Gags are defined by the movement of the shank/rope through the bit ring. They are sometimes known as elevator bits, and cause pressure to the mouth and poll in a vice-like way - the tighter you pull, the tighter the circle of strap/bit through the mouth and over the head. As to being "horrible," that will always vary greatly as to the mouthpiece and the rider's hands. Gags can be anything from a fat hollow snaffle (nice) to twisted wire scissors (severely nasty). But some horses who may be a little stronger in a snaffle with the same mouth can benefit from a gag, and they can be quite popular for eventers.

Unlike other bits, gags are never used in conjunction with a curb chain, unlike other fixed-ring/elevator bits like the Kimberwick.

Gags come in three main styles, a running gag with a length of rope through the bit ring, an American style with a long shank, part of which moves through the bit to create the desired elevator effect, and the Dutch/Pessoa gag, in which the entire main bit ring rotates to lift the bit. Running gags are extremely popular for Polo, and are ridden with two reins. In other sports, gags are most often ridden with roundings or with only one rein.










RUNNING GAG











AMERICAN GAG











DUTCH GAG











WONDER GAG











ELEVATOR BIT











KIMBERWICKE


----------



## lilkitty90 (Nov 11, 2009)

haha i've always wanted to know this to. basically those all look like snaffles to me. besides from the outside part that doesn't go in the mouth. and the 3 piece one looks similar to a dogbone snaffle.. hmm when i first got my horse i just bought a pretty bit and used it and it works well for us... now i wonder what her bit REALLY is.... maybe i need to get some pictures


----------



## Juniper (May 4, 2007)

Thanks for the thorough answer.


----------



## Bandera (Jul 31, 2010)

Yeah i use an american gag for eventing. Pretty much gags are used in upper level jumping or eventing to keep a horse off the forehand and for leverage to slow them down. My gag is actually a waterford to so its prety severe but i tend to have soft giving hands and i only use it when i need it i.e. my 17hh warmblood x tb tank goes into a 25mph flat out gallop out of no where, then i used it lol.


----------



## Spastic_Dove (Oct 4, 2007)

The mouth pace isn't the part that applies the leverage, it's the parts that go outside the mouth that make the leverage, thats why they can look like snaffles which people commonly get confused about


----------



## Juniper (May 4, 2007)

Do they apply pressure to the poll as well as the mouth if you only attach the reins to the circle at the bottom of the shank? I always thought these bits were called Tom Thumb bits.


----------



## Spastic_Dove (Oct 4, 2007)

Tom thumbs are a leverage bit not a snaffle. Even though a lot of places call them "tom thumb snaffle" or something similar. 

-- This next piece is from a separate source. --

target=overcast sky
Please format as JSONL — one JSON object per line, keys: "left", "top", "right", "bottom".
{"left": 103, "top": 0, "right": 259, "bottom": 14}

The shorter the shank, the less severe the leverage so i think the only way to make it act without leverage (Though ive never tried it) is to attach to the largest circle.


----------



## Juniper (May 4, 2007)

hmm, I am still a bit (no pun intended) confused. So the point of a gag bit is to put pressure on the poll and mouth, correct? Where as other bits are only working on the mouth? Does a curb bit not do that, because it has a shank as well? Is it because you run something through the circle at the sides of the bit that makes it function differently from other bits?


----------



## noddy (Apr 1, 2010)

Curb bits put pressure on the jaw through a chain or strap, as well as on the poll and mouth. I'm not entirely sure, but I think curbs put more even pressure all over the head instead of a sharper pressure on the poll/mouth. Most bits called curbs don't have a snaffle ring though, only a leverage point.

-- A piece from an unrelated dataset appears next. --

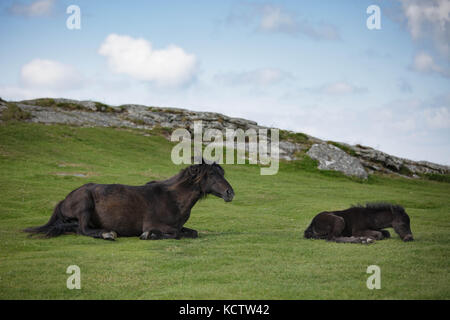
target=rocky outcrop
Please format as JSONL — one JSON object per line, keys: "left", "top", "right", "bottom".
{"left": 1, "top": 97, "right": 448, "bottom": 179}
{"left": 307, "top": 143, "right": 368, "bottom": 179}
{"left": 334, "top": 142, "right": 449, "bottom": 176}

Gags work on the bars through the snaffle point (or direct rein, which attaches to the main ring on, for example, the running gag), and on a "vice" around the poll and mouth through the gag which would attach to the strap running through the main ring on the running gag.


----------



## Juniper (May 4, 2007)

okay that helps. do you use two reins with a gag bit then?
Not sure why I am interested, so far a snaffle is all I ride in. I don't do much other than trail so it works.
I think it is the name of the bit has always made me wonder what it is.


----------



## noddy (Apr 1, 2010)

It's personal preference, really. You can sometimes see jumpers with a running gag and only one rein, but Dutch Gags are usually seen with roundings. I know in polo they use two reins for more surface push because they neck rein, as well as a running gag being a decent set of brakes (sometimes there are ponies with the gag rein and a set of draw reins through the snaffle on a running gag - but every bit of equipment on a polo pony has a purpose, and I've yet to meet a polo player that has harsh hands).


----------